More significantly, prior rRT-PCR assays, such as the SARS-CoV-2-RdRp-P2 assay of Corman V. M. et al., have been found to lack specificity for SARS-CoV-2 (cross-reacting with SARS-CoV or other pathogens) (Chan, J. F. et al. (2020) “Improved Molecular Diagnosis Of COVID-19 By The Novel, Highly Sensitive And Specific COVID-19-RdRp/Hel Real-Time Reverse Transcription-Polymerase Chain Reaction Assay Validated In Vitro And With Clinical Specimens,” J. Clin. Microbiol. JCM.00310-20) and to provide a significant number of false negative results (Li, Z. et al. (2020) “Development and Clinical Application of A Rapid IgM-IgG Combined Antibody Test for SARS-CoV-2 Infection Diagnosis,” J. Med. Virol. doi: 10.1002/jmv.25727).

For example, a retrospective analysis of 4880 clinically-identified COVID-19 patients. Samples obtained from the respiratory tracts of the patients were subjected to rRT-PCR amplification of the SARS-CoV-2 open reading frame 1ab (ORF1ab) and nucleocapsid protein (N) genes. Nasal and pharyngeal swabs of patients were evaluated for COVID-19 using a quantitative rRT-PCR (qRT-PCR) test.

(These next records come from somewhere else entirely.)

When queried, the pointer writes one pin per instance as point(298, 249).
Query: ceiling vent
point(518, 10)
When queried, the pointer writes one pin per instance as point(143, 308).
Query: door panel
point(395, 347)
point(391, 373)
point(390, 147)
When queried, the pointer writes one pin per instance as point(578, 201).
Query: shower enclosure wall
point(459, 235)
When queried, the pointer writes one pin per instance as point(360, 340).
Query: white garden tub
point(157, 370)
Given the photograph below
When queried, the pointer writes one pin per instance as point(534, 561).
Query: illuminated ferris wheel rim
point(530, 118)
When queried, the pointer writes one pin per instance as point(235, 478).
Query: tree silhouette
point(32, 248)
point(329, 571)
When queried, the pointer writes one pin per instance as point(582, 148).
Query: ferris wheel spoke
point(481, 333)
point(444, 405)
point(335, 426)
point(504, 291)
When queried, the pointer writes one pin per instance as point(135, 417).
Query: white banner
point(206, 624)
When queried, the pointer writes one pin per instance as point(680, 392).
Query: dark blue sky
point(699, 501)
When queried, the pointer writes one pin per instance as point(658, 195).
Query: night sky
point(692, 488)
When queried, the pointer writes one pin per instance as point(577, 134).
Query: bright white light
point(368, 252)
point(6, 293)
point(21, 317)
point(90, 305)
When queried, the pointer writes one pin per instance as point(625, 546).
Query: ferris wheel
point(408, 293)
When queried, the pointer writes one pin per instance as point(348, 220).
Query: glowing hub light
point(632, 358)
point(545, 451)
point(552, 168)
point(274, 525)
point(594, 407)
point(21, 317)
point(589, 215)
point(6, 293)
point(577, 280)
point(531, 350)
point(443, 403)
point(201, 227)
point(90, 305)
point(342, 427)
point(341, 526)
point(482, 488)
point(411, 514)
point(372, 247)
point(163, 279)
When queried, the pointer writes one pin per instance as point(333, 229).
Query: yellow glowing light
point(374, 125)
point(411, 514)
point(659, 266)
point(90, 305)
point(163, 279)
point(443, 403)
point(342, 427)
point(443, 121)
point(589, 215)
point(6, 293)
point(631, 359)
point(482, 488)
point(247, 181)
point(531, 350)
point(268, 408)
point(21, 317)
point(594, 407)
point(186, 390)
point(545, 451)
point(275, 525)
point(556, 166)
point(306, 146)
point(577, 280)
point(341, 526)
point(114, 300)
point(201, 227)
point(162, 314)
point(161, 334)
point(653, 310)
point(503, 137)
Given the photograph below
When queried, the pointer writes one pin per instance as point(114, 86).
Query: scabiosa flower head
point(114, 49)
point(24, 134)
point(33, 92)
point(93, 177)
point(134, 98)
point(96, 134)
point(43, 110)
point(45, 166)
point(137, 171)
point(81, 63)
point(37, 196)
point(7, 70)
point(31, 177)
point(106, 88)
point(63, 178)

Only 38.42% (1875 of 4880) of actual COVID-19 patients were identified as positive using the rRT-PCR test. Of those testing positive, 39.80% were positive as determined by probes of the SARS-CoV-2 N gene and 40.98% were positive as determined by probes of the SARS-CoV-2 ORF1 ab (Liu, R. et al. (2020) “Positive Rate Of RT-PCR Detection Of SARS-CoV-2 Infection In 4880 Cases From One Hospital In Wuhan, China, From January To February 2020,” Clinica Chimica Acta 505:172-175).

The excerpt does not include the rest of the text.